Bump in profitability may not be enough to please hedge fund investor Daniel Loeb, who is agitating for the spin-off

Sony Corp. reported a higher than expected first-quarter operating profit on Thursday, boosted by strong sales of smartphones in Japan and rising shipments of image sensors to phone makers.

The bump in profitability may not be enough to please activist shareholder Daniel Loeb, whose New York-based Third Point hedge fund is proposing Sony spin off as much as one-fifth of the company's entertainment assets.

Also read: Daniel Loeb Slams Sony Entertainment Execs for Summer Flops, Poor Oversight

The maker of PlayStation game consoles and Bravia TVs logged an operating profit of $369.68 million in the April-June quarter, exceeding analyst expectations. The company posted an operating profit of $64.25 million in the same period last year.

"While movies, music and the financial business are providing stable profits, the biggest challenge that we face is the rebirth of electronics and returning that division to profitability," Chief Financial Officer Masaru Kato told reporters. "With that in mind, I believe this result is adequate."
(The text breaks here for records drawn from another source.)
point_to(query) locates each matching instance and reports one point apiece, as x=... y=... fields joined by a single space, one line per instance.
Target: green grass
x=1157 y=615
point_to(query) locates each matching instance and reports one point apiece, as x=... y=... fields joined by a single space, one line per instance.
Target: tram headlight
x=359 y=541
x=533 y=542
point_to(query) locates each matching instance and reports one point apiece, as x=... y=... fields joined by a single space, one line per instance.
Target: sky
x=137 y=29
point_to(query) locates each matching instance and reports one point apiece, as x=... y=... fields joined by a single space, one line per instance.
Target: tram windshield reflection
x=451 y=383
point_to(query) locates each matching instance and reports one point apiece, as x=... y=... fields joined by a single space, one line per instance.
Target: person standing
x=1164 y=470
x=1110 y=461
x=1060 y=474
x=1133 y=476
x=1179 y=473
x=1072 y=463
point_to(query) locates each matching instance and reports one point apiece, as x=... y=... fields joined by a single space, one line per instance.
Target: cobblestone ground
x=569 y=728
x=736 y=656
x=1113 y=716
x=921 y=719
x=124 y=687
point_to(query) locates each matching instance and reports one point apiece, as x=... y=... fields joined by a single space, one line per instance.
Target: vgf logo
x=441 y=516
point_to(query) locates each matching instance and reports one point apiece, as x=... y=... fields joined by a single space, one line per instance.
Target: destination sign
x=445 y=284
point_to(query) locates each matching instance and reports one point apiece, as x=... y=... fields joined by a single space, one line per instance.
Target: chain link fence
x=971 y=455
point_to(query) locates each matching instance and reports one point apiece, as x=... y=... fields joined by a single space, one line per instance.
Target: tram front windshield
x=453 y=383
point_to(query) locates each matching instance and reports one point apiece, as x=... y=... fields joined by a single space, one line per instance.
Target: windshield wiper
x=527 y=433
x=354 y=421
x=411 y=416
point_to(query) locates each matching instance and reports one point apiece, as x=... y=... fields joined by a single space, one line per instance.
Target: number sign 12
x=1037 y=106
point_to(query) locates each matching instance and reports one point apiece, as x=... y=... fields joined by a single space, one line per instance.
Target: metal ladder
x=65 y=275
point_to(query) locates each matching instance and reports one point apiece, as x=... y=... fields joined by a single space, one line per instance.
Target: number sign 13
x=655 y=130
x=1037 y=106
Japan's Nikkei newspaper has reported that Sony's board is expected to reject Loeb's proposals, with directors arguing that the electronics company could compete better by maintaining ties with its entertainment arm.

Also read: Sony Board Supposedly Leaning Toward Rejecting Entertainment Spin-off Proposal

Sony CEO Kazuo Hirai told shareholders last month the company's board would carefully consider Third Point's suggestions. Kato declined to comment further on Thursday, except to say: "This is a very important proposal and we will respond after thorough discussion."

In a letter to investors this week, Loeb praised Hirai's efforts to stem the red ink in Sony's electronics business by cutting overhead and streamlining its range of products.

But Loeb, who owns around 7 percent of Sony, called the entertainment division poorly managed and repeated his earlier calls for Sony to bring more transparency and accountability to those divisions.

"A resurgent electronics combined with a well-managed, publicly listed entertainment business would make for a stronger Sony and offer tremendous value for shareholders," he said.

Loeb is credited with forcing change at Yahoo, where he accusing then-CEO Scott Thompson of padding his resume with a non-existent computer science degree. Thompson was out within weeks.